Sunday, January 11, 2009

Matthew 7:3-5 “Why do you see the speck that is in your brother’s eye, but do not notice the log that is in your own eye? Or how can you say to your brother, 'Let me take the speck out of your eye,' when there is the log in your own eye? You hypocrite, first take the log out of your own eye, and then you will see clearly to take the speck out of your brother’s eye.”

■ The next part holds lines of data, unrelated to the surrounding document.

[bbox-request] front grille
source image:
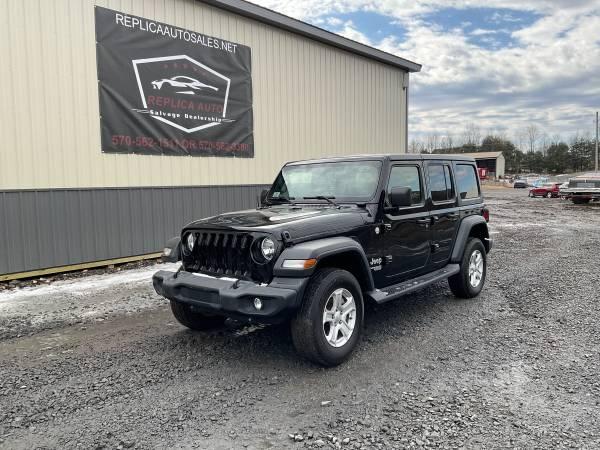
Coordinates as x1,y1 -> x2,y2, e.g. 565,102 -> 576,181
183,230 -> 271,283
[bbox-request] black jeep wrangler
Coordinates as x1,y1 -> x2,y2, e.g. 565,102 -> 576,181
153,154 -> 491,366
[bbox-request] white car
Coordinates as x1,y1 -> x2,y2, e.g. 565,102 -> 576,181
151,76 -> 218,94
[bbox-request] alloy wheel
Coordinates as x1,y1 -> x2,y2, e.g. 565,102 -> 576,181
322,288 -> 356,348
468,250 -> 484,288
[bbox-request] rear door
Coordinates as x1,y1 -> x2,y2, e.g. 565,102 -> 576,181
426,162 -> 459,267
380,162 -> 432,285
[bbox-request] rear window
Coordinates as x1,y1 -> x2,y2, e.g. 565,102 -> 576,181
455,164 -> 480,199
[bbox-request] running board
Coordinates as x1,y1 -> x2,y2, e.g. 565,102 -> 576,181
367,264 -> 460,304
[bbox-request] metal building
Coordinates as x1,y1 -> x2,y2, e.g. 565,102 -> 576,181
461,152 -> 506,178
0,0 -> 420,280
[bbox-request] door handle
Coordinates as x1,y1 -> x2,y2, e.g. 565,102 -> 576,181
416,218 -> 430,225
447,213 -> 459,219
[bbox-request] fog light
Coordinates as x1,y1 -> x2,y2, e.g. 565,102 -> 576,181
253,297 -> 263,310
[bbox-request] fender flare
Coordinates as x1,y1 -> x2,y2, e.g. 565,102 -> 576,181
450,215 -> 489,263
272,236 -> 375,291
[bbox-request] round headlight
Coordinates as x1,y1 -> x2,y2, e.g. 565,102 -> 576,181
186,233 -> 196,252
260,237 -> 275,261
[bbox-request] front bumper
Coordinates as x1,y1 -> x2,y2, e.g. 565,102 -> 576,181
153,270 -> 309,324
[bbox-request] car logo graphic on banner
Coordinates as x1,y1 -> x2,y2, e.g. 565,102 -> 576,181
132,55 -> 232,133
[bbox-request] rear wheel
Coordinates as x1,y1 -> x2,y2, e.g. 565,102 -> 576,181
291,268 -> 364,367
170,301 -> 225,330
448,238 -> 487,299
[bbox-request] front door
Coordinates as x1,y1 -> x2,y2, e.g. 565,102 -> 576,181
426,162 -> 460,267
380,163 -> 432,286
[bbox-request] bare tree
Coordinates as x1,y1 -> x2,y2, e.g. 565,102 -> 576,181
462,123 -> 481,147
525,124 -> 540,153
409,138 -> 425,154
426,133 -> 439,153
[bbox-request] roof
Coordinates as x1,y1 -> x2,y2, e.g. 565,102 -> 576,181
574,172 -> 600,179
201,0 -> 422,72
460,152 -> 504,160
285,154 -> 476,166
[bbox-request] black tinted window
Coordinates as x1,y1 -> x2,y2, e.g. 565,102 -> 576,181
429,164 -> 456,202
388,165 -> 423,205
455,164 -> 480,199
429,165 -> 447,202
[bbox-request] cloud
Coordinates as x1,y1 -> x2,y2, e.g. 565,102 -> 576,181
249,0 -> 600,143
470,28 -> 498,35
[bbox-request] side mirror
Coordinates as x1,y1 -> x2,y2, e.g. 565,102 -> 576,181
161,236 -> 181,263
259,189 -> 269,206
390,186 -> 412,207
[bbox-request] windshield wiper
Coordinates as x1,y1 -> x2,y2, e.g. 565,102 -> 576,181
302,196 -> 339,207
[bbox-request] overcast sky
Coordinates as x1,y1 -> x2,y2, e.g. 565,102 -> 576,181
249,0 -> 599,144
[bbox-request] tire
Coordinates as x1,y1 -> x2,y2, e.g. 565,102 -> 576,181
448,238 -> 487,299
572,197 -> 590,204
170,301 -> 225,331
546,192 -> 552,198
528,191 -> 533,197
291,268 -> 364,367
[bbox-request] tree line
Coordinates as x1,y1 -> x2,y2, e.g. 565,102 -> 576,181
410,124 -> 598,174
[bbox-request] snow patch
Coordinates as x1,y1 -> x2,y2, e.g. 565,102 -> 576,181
0,262 -> 179,305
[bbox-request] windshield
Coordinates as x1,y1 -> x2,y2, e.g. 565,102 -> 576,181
269,160 -> 382,202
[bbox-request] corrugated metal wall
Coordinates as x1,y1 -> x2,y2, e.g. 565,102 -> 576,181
0,0 -> 407,190
0,185 -> 268,275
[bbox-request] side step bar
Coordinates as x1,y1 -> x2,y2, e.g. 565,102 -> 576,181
366,264 -> 460,304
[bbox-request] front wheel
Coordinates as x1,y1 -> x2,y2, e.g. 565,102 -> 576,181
291,268 -> 364,367
170,301 -> 225,330
546,192 -> 552,198
448,238 -> 487,298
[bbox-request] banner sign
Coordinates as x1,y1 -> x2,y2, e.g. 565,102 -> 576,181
95,7 -> 253,157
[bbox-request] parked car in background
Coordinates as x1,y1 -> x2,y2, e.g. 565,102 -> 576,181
560,173 -> 600,204
513,179 -> 528,188
558,182 -> 570,198
528,182 -> 561,198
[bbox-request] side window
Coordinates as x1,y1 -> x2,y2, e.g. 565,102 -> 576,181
387,165 -> 423,205
455,164 -> 480,199
429,165 -> 447,202
429,164 -> 456,203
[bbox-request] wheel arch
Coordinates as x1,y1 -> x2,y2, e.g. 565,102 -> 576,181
450,215 -> 490,263
273,236 -> 375,293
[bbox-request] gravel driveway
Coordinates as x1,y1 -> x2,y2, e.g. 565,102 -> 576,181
1,188 -> 599,449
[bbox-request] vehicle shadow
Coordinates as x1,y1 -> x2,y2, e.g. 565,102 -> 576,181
159,281 -> 461,369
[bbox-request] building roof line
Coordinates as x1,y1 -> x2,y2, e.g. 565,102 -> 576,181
200,0 -> 422,72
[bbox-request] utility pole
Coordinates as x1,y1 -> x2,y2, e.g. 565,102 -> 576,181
594,111 -> 598,172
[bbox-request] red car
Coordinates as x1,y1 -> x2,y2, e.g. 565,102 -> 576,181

At work, I have been learning something about myself. There is a gentleman with whom I work who absolutely detests me. I don't have to say anything or do anything, as long as I am in the same vicinity as him, he is annoyed and peeved off at me. There are just somethings about me that he really does not like. To my mind, that is his problem, not mine. I do not try and aggravate him and instead I typically try and stay away from him. It makes work easier for both of us. There is another gentleman with whom I work who just irritates me to no end. I caught myself thinking one day that he did things just because they annoyed me. Then I was convicted. I disliked him like this other guy disliked me. It was probably not his fault that I did not like him, he was just who he was. It was my problem that I was easily irked by him. Certainly he was not trying to irritate me (at least I hope so). It was my failing, not his. I saw fault with him and when I looked again at the situation the greater fault was mine. His particle of sawdust was glaring me in one eye while with the other I could see nothing but a redwood trunk, and I had been thinking that I was the right one. He had both eyes to see while I only had one. He had depth perception while I saw in two dimensions. Until I know why and what my problem is with this guy, I can not do anything about it, and I can not help him be less irritating to some of the others at work either.

Often times we find ourselves in such a situation as this. Your details are probably different from mine, but the same state of affairs exists. We all are walking lumberyards, our sawmills grinding away and throwing dust into the air to catch in other's eyes. Before we are able to aid each other, to encourage, and to help uplift each other we must first remove our own planks of judgment. If we remain partially blinded, then by what right are we to ask others to improve themselves and to fix their sight. However, if we make the effort to clean ourselves up, to improve ourself and have our vision repaired first, then when we try and help our world then their refusal is not on our heads. We must be corrected first before we can ask others to change, and if we cannot truly see the light of Christ, how can we explain it to others?

Open my eyes, that I may see
glimpses of truth thou hast for me;
place in my hands the wonderful key
that shall unclasp and set me free.
Silently now I wait for thee,
Ready, my God, thy will to see.
Open my eyes, illumine me, Spirit divine!